Von Jörn Florian Fuchs | 17.05.2015
    In Wien herrscht momentan Ausnahmezustand. Die Vorbereitungen auf das kommende Woche stattfindende Finale des Eurovision Song Contest laufen auf Hochtouren, doch schon dieses Wochenende sah man in der ganzen Stadt viel schrilles Personal.
    Grund war der berühmte Life Ball, auf dem sich vor allem Gleich- und Zwischengeschlechtliches tummelt. Sogar die Ampeln der Innenstadt wurden eigens aus diesem Anlass umgerüstet. Doppelmännlein oder Zweifachweiblein zeigen an, wohin die Reise geht.
    Im Museumsquartier stand unterdessen die erste Opernpremiere der diesjährigen Festwochen an und man muss vor Intendant Markus Hinterhäuser wirklich sämtliche bunten Hüte ziehen.
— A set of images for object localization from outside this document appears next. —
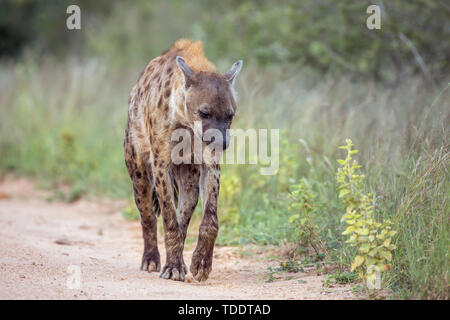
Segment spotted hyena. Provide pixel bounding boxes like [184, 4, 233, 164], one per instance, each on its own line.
[124, 39, 242, 282]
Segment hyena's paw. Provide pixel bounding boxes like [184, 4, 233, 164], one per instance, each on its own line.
[190, 250, 212, 282]
[140, 249, 161, 273]
[160, 260, 186, 282]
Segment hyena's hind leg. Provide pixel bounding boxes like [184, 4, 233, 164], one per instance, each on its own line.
[124, 143, 160, 272]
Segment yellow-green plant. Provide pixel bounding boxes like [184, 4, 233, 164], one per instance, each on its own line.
[336, 139, 396, 287]
[288, 178, 325, 255]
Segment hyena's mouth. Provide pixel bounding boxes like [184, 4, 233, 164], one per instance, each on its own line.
[208, 134, 230, 150]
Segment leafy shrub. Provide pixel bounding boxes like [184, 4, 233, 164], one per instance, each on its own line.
[336, 139, 397, 288]
[287, 178, 325, 255]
Denn kann man genialer auf ein Superspektakelevent wie den Life Ball reagieren als mit dem filigranen, leisen, zitternden Musiktheater "Die tödliche Blume" von Salvatore Sciarrino? Das Stück handelt im Kern vom Renaissance-Barock-Komponistenfürsten Carlo Gesualdo, der seine Frau und ihren Liebhaber tötete. Doch Sciarrino entwickelt aus dem Stoff eine sinnlich reflektierende Parabel über Liebe und Vergänglichkeit, über kurze Momente, die existenzielle Situationen zum Kippen bringen, über völlige Hingabe – und über Musik. Denn neben seiner einschlägigen, kurzatmig dahineilenden, schattenhaften Textur hört man auch höchst kunstvoll verarbeitete 'Gesualdismen'.
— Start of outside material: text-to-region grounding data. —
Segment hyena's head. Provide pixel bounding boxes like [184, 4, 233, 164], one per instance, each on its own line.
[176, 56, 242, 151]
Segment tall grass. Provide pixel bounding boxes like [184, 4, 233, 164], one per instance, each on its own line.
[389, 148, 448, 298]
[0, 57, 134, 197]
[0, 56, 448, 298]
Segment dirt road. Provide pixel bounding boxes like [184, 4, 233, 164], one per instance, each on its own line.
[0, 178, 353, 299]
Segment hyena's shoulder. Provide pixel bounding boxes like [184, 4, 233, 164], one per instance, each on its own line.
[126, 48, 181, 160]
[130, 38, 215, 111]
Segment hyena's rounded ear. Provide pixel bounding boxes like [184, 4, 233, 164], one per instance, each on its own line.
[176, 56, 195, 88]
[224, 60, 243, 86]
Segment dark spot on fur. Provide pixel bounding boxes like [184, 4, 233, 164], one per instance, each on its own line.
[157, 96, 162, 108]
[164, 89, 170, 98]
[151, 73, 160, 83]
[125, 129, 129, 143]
    Das Klangforum Wien lässt unter Emilio Pomàricos behutsamer Leitung viele kostbare Details ertönen, Anna Radziejewska verleiht der unglücklich Liebenden vokal Flügel, die rivalisierenden Herren sind mit Otto Katzameier und Kai Wessel perfekt besetzt.
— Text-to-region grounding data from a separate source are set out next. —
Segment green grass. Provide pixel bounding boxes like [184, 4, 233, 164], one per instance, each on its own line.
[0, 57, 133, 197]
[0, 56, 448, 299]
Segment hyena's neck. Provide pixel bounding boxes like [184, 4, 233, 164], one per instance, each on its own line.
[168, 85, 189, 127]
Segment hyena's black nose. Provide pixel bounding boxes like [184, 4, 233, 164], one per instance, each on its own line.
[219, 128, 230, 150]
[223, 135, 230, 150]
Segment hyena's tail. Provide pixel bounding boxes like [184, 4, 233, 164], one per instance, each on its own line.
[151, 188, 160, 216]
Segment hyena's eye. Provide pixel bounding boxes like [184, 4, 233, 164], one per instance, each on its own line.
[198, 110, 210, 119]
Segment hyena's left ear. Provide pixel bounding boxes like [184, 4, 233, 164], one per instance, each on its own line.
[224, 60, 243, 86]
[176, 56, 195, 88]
    Perfekte Besetzung, mangelnde Akustik
    Ein Wermutstropfen ist leider die wahrlich nicht optimale Akustik des Aufführungsortes. Achim Freyer verbannt das Orchester sehr weit weg und nach unten, über den Musikern gibt es drei Spielflächen auf drei Etagen. Ganz oben hängt kopfüber der immer wieder mal ins Geschehen hinein flüsternde Diener, darunter steht – meist stocksteif – die umworbene Dame. Seitlich und schräg unter ihr singen die Herren ihre Liebes- und Todeslieder. Alle Figuren sind wie immer bei Freyer stark stilisiert, es gibt Masken, kunstvolle Gewänder, grelles Make-up. Hinzu kommen Videos auf einem Gazevorhang, die abstrakte Formteile oder Insekten oder vertikale und horizontale Linien zeigen. Gesungen wird konsequent nur direkt ins Publikum, man sieht sich nicht an und reagiert allenfalls durch kleine Gesten aufeinander. Auf Sciarrinos artifizielles Gefüge reagiert Achim Freyer mit einer ganz eigenen, kunstvoll künstlichen Ästhetik.
    Gegengift zum Life Ball
    Das Ergebnis ist zwar sehr sinnlich, fordert aber auch immense Konzentration. Vor das eigentliche Stück hat Freyer außerdem noch eine 15-nminütige Performance für fünf stumme Spieler gestellt. Hier sieht man in schnell geschnittenen Szenen wiederum angedeuteten Mord- und Totschlag. Ein roter Handschuh liegt da, es gibt ein kopfloses Schaukelpferd oder miteinander ringende Wesen.
    Im Ganzen ist dieser wundersam verschrobene, zugleich schrille wie meditative Abend ein echtes Gegengift zum Life Ball. In Sachen Buntheit und Verrücktheit ist er ihm vermutlich wenn nicht überlegen, so doch mindestens ebenbürtig.